The population of deaf Americans is vastly underrepresented in the legal profession: with about 10 million hard of hearing adults and another 1 million functionally deaf individuals, only about 200 deaf attorneys practice in the U.S. One of these is Jared Allebest, a Salt Lake City lawyer who has overcome odds and a disability to represent the deaf community in the courtroom.
The obstacles for a deaf attorney abound, and even legal terminology seems to poke fun at the deaf community – There are legal ‘hearings’ in courtrooms, juries ‘hear’ evidence, but they can’t accept ‘hearsay’ and a trial doesn’t even begin until the bailiff utters the cry: Hear ye, hear ye! Only recently was the Deaf and Hard of Hearing Bar Association created as a resource for lawyers, students and judges. Allebest, the deaf Salt Lake City lawyer, says that it hasn’t held him back. When he had difficulty finding employment, he realized that he had a specific skill and could fulfill a niche opportunity to represent other deaf individuals.
Oftentimes the deaf community is silenced—no pun intended—or made invisible by their disability. Unlike blindness or physical disfiguration, deaf people can, in many ways, operate in much of the way mainstream culture does. Allebest, for example, didn’t even learn sign language until high school instead preferring to speak and lip read.

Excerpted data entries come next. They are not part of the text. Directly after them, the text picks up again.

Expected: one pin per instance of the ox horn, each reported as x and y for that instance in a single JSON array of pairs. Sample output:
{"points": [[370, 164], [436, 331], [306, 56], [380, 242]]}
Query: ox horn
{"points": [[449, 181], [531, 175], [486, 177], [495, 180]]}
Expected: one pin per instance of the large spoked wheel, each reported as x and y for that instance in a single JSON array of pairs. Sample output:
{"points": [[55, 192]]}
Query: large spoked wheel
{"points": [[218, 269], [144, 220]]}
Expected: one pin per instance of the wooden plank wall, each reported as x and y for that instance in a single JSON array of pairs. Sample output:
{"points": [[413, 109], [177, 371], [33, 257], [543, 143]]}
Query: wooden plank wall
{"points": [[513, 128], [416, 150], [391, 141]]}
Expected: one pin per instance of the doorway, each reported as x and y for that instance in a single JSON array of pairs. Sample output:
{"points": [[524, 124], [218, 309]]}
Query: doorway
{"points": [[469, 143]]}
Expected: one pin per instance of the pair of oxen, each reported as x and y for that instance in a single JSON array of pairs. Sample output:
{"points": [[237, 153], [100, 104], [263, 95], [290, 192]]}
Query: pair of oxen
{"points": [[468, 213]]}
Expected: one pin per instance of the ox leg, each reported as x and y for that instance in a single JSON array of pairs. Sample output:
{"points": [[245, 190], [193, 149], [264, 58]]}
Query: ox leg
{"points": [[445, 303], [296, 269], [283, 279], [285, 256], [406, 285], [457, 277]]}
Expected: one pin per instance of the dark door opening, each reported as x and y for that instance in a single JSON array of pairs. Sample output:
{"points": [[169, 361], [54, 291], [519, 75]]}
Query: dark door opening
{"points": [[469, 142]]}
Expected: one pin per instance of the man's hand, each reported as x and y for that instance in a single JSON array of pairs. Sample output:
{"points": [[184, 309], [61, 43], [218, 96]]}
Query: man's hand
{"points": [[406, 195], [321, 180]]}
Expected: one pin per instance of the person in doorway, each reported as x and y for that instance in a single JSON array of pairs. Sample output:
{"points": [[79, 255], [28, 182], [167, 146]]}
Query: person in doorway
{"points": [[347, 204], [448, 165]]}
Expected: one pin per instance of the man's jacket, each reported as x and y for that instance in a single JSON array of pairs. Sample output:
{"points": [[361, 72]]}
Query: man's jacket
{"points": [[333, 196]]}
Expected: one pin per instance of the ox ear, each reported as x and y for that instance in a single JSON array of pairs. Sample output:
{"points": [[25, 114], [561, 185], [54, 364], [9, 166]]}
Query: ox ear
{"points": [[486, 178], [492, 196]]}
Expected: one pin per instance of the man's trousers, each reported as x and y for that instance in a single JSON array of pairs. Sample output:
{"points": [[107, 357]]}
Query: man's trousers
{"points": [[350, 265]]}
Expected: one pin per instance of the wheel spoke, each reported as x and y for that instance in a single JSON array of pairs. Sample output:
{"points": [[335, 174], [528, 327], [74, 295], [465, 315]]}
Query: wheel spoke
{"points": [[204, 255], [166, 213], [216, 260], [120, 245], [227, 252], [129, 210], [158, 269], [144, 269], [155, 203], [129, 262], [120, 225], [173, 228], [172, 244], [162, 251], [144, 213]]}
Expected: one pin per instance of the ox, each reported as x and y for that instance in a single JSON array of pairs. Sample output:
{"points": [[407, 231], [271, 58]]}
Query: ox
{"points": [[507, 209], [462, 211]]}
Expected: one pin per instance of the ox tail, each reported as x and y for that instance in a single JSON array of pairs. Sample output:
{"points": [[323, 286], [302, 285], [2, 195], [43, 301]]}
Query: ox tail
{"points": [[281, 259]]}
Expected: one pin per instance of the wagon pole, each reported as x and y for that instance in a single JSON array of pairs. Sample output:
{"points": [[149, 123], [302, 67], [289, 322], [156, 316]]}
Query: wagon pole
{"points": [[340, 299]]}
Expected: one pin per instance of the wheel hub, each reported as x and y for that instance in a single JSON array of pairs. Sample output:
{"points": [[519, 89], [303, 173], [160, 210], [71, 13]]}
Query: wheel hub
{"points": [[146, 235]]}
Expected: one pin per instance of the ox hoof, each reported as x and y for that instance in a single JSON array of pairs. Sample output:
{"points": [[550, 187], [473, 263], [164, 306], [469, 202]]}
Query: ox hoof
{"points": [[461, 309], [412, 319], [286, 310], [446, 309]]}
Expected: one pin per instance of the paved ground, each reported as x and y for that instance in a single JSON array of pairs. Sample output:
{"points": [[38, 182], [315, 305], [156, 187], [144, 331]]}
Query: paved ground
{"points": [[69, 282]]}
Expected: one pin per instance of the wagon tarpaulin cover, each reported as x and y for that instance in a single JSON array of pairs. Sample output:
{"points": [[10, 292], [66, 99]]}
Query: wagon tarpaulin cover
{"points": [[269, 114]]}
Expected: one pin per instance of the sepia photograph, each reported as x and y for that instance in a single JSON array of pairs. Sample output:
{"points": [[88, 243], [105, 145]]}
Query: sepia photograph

In the courtroom, too, he only uses sign language interpreters to hear testimony and speak his arguments to the court vocally.
But deaf Americans are disadvantaged, and this deaf Salt Lake City lawyer’s cases can quickly illustrate how. One deaf college student was charged with disorderly conduct, but when he requested a meeting with an administrator, he wasn’t provided an interpreter. His meeting devolved into frustration, and because deaf people rely on facial expressions and animation to help them communicate, the student was making loud noises, pounding his fist and yelling in an attempt to convey his message. The campus administrators saw it as an act of aggression and called the police.
As a deaf attorney, practicing law is challenging, but the gutsy and determined lawyer remains undaunted. Allebest has hard-won empathy and compassion for people with disabilities, due in part to his own experience with childhood peers teasing him and excluding him because of his lack of hearing. Now, as he looks back, he realizes that those behaviors stem from ignorance and a lack of experience with people who live with differences. And now, this Salt Lake City lawyer wants to serve people living with those differences and disabilities, all while utilizing his own. A teacher at Utah Valley University, Allebest provides pro bono counsel at a Taylorsville community deaf center and also works as an advocate for bringing public facilities into compliance with the American Disabilities Act. With an interest in acting, he’s been an extra in films and striving to land additional acting gigs.